After 7 trips to Amsterdam, & several other European cities as well, I finally got pickpocketed.
It happened Queens Night, while boarding an extremely crowded Tram from the Dam to Leidseplein. I distinctly felt a hand enter my right front pocket, and just as rapidly leave. I immediately announced that I had just been pickpocketed, but that the jerk will be disappointed because all he got was a useless (to him) hotel keycard. He didn't bother with the coffeeshop product in the same pocket though. He evidently thought he was getting a credit card of some sort.
You've gotta' be smarter than the pickpockets though. He could have emptied any of my pants pockets and still would have come up with nothing. When traveling in these type situations I where a pocketed T-shirt (for my wallet; which, on this day, also included an extra hotel keycard) under an overshirt; & a moneybelt for other valuable necessities (passport, extra cards, cash, etc). I also choose coats & jackets with internal pockets.
I'd suggest you do something similar.
I scared myself silly by reading several horror stories in Virtual Tourist and other webguides about pickpockets and junkies in Amsterdam. The tales varied from being robbed the minute they stepped off the plane to being mugged on the train into town to being attacked while in the city- during the day.
I think these people have been very very unlucky or have been acting like idiots.
I just spent the weekend in Amsterdam and saw ONE guy who was clearly off his head and he was at the Centraal Station. Other than I didn't feel scared or worried in any way. The coffee shops were full but there was no rowdy or unpleasant behaviour. Even at night, there was no drunk or loud people anywhere.
If you keep your wits about i.e don't leave your wallet hanging out of your back pocket or your rucksack/handbag open/on a table where it's easy to grab from or wander around aimlessly with a map looking lost, you'll be fine. If you don't like the feel of the situation or a group of people around, move away. Even if you ARE lost, go somewhere where you feel safe, like a cafe, and get your bearings.

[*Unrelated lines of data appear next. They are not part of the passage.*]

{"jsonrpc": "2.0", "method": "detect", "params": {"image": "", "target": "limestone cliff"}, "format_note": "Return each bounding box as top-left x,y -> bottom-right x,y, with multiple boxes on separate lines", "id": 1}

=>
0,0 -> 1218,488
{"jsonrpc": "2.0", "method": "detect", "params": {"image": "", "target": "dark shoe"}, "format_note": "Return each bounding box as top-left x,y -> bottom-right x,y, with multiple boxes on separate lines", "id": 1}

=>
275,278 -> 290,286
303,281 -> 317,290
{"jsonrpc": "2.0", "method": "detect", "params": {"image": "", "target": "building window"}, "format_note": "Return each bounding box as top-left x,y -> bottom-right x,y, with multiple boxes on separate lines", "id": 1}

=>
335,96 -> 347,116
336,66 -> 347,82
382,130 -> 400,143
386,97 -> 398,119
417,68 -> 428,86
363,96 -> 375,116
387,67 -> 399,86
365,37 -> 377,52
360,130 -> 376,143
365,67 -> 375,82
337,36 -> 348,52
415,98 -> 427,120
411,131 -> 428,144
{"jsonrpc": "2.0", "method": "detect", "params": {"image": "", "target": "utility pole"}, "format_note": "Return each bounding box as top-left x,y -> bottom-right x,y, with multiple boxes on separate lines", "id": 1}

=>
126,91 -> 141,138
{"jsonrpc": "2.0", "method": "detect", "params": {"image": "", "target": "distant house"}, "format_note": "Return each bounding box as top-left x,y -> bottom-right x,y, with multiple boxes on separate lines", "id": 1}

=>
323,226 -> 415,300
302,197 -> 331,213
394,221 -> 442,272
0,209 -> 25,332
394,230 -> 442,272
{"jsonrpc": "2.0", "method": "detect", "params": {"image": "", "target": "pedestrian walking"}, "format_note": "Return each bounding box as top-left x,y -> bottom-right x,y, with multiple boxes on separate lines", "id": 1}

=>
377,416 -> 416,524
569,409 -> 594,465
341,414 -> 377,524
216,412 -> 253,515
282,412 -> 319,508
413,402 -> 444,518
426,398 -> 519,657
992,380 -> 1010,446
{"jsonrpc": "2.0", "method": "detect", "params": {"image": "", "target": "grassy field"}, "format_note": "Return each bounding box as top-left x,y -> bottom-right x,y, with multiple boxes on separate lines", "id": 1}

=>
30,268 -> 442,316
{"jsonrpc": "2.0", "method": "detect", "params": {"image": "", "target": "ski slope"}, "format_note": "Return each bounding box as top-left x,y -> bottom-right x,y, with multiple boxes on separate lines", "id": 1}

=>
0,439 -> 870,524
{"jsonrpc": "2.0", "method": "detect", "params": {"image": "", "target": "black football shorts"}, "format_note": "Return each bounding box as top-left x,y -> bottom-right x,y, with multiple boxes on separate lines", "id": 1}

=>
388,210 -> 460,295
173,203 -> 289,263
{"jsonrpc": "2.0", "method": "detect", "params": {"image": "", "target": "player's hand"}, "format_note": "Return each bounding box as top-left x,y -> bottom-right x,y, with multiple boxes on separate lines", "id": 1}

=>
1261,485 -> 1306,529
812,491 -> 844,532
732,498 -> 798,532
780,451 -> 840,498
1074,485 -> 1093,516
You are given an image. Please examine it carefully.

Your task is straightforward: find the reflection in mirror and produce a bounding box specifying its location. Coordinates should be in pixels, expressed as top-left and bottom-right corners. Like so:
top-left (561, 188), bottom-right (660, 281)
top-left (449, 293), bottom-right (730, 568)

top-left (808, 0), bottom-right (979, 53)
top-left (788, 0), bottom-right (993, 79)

It's like in any big city- use your head. Don't have loads of money and your passport with you, leave them/it at the hotel. Should you be unlucky have a number to cancel your credit cards handy. Find out where the nearest police station is (normally marked in a map) should you need to go there.
If you do take your cards/more money with you, put them in a moneywallet under your shirt. You might think you'll look like an "old man tourist" but you don't. I had one and they're very thin, so even with a tight top it doesn't look silly.
Also this goes without saying but don't wander around dark streets by yourself at night or when you're drunk even with company. Get a taxi.
I had the wallet out of my back pocket taken at baggage claim, right off the plane. The baggage carousel is the perfect place for pickpockets since people are pushing into you, your attention is focused on finding your bags, you are leaning forward... As it happened, someone came up next to me at the carousel, turned around and shoved me while telling me to watch myself. It wasn't until half an hour later that I realized my wallet was gone with two trillion dollars in it. Yes, thanks to other reader tips I put a decoy wallet in my back pocket before heading to Amsterdam. Good luck trying to cash those trillion dollar bills. If you're reading this, you got burned. By the way, those credit cards are about as real as those trillion dollar bills! And, I've got two more fake wallets with me. Sucker.
One of the first things we were warned about on our arrival was the multitude of pickpockets and bag snatchers on the prowl. Luckily for us, we had no problems while we were here, but all it takes is a bit of intelligence. leave your real valuables at home! :-p
Seriously, Amsterdam is no worse than any other big city, you always need to be slightly cautious!